Appeal of Postcard Collecting
Postcards have been printed on everything from metal, leather, wood, plastic, to silk. Collecting them is an interesting pastime enjoyed by millions worldwide for pleasure or as an investment. The technical name for the study and collection of postcards is deltiology. As far as collectables are concerned, it’s the third largest hobby in the world. The first two are coins and stamps, respectfully. Collecting baseball cards is larger only in the US.
It’s easy to see the appeal of the hobby. Just about every subject imaginable at one time or another has been featured on a postcard. Since their inception they have captured history in miniature, perhaps because of their popularity as souvenirs from places people traveled. Additionally, messages written on them give us a private glimpse into the lives of people now long gone.
Postcards, as we know them now, had a slow beginning due to postal restrictions of the day. There were lithograph prints, woodcuts and broadsides, but they had to be hand delivered. The envelope seems to be the closest link in the post card’s evolution. These early envelopes often had pictures printed on them. The subject matter ranged from comics, Valentines and music to the patriotic. Patriotic pictures on envelopes during the American Civil War became known as Patriotic Covers.

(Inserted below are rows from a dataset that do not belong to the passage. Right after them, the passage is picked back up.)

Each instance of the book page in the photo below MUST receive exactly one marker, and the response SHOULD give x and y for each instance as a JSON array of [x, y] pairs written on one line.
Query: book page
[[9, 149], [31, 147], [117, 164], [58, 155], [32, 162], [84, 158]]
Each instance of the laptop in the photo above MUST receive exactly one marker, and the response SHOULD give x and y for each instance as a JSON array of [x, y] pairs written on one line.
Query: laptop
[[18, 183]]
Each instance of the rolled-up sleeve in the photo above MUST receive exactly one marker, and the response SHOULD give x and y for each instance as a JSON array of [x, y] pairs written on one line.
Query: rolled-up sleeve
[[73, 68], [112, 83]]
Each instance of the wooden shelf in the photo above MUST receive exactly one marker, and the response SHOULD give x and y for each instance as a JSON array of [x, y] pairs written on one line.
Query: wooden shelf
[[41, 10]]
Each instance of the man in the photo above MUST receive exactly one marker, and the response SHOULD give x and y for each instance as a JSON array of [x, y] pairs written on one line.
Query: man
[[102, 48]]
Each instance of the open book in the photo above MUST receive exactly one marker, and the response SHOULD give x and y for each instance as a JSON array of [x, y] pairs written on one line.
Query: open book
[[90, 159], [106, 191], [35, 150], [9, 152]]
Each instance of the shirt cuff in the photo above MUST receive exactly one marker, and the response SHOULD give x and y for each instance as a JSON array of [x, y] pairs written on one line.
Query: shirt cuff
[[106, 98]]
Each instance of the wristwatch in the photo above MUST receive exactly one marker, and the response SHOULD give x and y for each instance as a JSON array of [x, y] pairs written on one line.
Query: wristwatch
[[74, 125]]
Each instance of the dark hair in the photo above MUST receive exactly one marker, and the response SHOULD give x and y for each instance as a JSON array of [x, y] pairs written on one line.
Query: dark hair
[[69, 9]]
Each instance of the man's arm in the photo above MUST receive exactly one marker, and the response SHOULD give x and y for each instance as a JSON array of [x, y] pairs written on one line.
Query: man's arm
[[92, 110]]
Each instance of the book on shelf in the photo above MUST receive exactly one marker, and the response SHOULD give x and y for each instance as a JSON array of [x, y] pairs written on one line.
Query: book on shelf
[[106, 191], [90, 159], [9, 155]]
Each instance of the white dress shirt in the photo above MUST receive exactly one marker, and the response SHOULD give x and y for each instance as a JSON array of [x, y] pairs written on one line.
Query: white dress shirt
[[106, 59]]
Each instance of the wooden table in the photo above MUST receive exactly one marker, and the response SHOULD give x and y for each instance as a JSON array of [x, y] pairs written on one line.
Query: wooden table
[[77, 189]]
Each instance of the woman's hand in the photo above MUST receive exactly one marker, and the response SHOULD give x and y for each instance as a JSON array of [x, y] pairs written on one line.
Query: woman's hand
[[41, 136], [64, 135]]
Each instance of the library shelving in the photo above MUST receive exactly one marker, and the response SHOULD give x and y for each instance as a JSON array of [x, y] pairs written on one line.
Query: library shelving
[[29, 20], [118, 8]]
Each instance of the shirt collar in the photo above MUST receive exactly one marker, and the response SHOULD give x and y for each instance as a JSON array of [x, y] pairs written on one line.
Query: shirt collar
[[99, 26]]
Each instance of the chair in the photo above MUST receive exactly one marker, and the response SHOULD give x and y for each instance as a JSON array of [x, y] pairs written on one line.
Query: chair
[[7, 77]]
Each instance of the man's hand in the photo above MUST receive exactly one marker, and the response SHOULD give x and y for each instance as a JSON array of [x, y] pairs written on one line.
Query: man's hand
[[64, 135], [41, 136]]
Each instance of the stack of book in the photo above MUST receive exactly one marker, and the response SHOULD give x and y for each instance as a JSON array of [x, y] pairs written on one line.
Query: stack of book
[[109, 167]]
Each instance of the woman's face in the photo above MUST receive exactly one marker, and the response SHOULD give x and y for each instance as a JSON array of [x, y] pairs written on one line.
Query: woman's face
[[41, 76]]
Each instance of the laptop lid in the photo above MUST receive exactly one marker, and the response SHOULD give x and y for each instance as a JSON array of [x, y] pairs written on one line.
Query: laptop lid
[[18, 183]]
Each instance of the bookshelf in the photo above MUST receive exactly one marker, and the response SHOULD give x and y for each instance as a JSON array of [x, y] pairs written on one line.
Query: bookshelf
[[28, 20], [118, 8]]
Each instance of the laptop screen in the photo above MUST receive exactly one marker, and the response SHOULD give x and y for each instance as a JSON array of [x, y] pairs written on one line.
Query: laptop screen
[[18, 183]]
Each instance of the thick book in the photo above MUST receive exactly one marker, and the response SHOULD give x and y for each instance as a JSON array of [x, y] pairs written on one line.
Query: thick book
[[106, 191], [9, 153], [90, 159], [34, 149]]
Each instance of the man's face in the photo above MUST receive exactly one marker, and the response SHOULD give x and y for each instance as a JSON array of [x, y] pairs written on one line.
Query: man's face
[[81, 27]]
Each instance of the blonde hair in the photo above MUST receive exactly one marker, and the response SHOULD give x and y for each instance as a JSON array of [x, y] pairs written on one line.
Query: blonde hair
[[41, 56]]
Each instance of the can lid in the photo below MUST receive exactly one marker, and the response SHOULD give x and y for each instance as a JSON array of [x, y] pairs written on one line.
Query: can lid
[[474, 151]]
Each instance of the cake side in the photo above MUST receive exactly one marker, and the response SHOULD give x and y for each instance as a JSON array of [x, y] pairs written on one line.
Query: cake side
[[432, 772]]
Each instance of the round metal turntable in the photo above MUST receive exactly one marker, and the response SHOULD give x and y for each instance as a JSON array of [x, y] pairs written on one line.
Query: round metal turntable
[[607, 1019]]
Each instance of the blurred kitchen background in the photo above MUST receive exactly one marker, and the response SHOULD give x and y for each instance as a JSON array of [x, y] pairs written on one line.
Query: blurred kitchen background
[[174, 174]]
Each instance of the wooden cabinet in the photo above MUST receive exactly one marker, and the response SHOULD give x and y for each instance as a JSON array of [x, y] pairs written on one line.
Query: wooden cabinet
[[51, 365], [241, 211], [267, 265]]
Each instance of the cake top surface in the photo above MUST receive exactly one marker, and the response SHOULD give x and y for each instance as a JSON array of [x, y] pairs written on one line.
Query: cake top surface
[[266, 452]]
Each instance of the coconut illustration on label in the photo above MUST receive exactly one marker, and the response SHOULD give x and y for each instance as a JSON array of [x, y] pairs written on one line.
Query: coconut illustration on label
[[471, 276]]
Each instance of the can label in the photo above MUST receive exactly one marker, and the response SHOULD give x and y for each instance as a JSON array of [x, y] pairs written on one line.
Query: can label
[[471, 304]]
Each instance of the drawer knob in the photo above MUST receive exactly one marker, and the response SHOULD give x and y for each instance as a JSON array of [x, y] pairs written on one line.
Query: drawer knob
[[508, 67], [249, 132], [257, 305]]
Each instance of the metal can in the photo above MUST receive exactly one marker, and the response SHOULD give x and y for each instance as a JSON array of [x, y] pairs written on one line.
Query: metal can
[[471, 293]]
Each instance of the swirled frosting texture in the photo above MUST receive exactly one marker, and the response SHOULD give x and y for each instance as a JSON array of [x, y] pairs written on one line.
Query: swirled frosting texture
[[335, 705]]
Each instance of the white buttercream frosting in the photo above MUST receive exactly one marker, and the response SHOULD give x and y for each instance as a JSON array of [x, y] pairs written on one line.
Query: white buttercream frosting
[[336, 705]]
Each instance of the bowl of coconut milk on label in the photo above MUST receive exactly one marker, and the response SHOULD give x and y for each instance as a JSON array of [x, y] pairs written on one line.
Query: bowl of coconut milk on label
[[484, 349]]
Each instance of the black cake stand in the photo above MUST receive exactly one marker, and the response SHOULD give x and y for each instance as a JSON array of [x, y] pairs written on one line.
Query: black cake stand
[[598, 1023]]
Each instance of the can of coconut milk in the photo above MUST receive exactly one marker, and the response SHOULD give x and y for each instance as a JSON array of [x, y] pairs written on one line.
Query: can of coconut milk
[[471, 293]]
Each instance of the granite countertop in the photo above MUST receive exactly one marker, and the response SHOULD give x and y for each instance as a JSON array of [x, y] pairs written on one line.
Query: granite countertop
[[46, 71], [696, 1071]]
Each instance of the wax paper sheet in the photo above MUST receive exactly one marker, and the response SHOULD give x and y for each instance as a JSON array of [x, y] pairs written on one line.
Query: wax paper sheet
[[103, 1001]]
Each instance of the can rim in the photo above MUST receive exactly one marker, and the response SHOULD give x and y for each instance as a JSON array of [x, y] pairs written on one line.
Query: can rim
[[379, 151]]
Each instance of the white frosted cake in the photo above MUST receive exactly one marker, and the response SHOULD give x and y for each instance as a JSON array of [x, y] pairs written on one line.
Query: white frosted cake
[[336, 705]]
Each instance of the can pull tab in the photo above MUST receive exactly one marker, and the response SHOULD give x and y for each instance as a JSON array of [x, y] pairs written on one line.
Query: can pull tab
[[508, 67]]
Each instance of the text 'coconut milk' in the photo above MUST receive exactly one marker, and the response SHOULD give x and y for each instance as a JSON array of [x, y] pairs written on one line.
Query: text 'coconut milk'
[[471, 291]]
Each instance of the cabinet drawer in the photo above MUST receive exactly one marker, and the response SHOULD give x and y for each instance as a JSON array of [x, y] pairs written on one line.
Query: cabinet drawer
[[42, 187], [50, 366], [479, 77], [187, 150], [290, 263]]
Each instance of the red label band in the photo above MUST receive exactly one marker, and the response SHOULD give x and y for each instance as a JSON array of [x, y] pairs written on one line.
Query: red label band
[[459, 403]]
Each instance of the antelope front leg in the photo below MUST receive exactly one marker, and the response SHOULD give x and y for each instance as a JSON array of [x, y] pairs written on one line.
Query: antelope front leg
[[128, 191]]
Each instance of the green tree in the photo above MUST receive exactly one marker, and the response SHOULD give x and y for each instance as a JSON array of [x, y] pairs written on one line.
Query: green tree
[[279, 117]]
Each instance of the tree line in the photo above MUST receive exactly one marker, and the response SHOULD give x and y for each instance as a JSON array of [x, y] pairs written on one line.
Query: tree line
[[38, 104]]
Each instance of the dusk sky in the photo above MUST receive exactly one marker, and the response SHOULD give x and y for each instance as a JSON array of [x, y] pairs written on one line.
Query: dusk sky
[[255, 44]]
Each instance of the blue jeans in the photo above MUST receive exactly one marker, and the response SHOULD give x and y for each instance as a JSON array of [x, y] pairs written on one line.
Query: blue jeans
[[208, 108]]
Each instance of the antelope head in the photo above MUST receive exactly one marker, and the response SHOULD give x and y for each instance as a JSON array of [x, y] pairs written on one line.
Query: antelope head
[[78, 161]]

Earliest Known Picture Postcard
The first postcards in the US were privately printed and copyrighted in 1861 by J.P. Carlton. When the copyright was later transferred to H.L. Lipman they became known as Lipman Postals.These cards had no images. And finally in 1873 they were replaced by U.S. Government Postals. The earliest known picture postcard was a hand-painted humorous caricature of postal workers mailed by Theodore Hook to himself in 1840. It’s thought he created the card and sent it as a practical joke lampooning the postal service.
The first American postcards with pictures were introduced in 1873 by the Morgan Envelope Factory of Springfield, MA. Later the same year the first pre-stamped penny postcards came on the scene depicting the Interstate Industrial Exposition in Chicago, although these weren’t intended to be sold as souvenirs. The first to be sold as souvenirs in the US advertised the World’s Columbian Exposition in Chicago during 1893. This event did much to popularize them.
Until May 1898, the Post Office was the only entity allowed to print them. But that changed with the passage of the Private Mailing Card Act which allowed private companies to produce them. However, the US government prohibited calling them "postcards,” up until December 1901. So, during that time they were known as "souvenir cards" and had to be labeled "Private Mailing Cards.”
But, even then they couldn’t have a divided back and messages had to be written on the front. It wasn’t until March 1907 postcards with divided backs came into being. Messages were written on the left and the right side was reserved for the address. In 1908, about 680 million postcards were mailed.
Postcard enthusiasts generally classify cards according to the specific era in which they were created. They are:
· Pre-Postcard Era, 1840 - 1869
· Pioneer Era, 1870-1898
· Private Mailing Card Era, 1898-1901
· Undivided Back Era, 1901-1907
· Divided Back Era, 1907-1915
· Early Modern Era (White Border), 1916-1930
· Linen Card Era, 1930-1945
· Photochrome Era, 1939-present
These classifications can be broken down even further into subcategories which are determined by, design, materials and techniques used in their production and subject matter. As an example certain cards were made featuring specific subjects such as famous structures, trains and locations. These are usually referred to as View Cards and offer historic reference to buildings, streets and even towns which may no longer exist. And then there are:
Of course, there is always a group that defies being classified with the ordinary. With postcards, this was a cartoon style some referred to as saucy seaside. They became very popular in Britain during the 1930s and often pushed the limits of common decency with their coarse humor. However, in the 50s the government noticed a gradual loss of morals in society and restricted their publication. But in the 60s, considered a more liberal era, they made a brief comeback and during the 80s fizzled out altogether due to poor quality. Original ones are now highly sought after.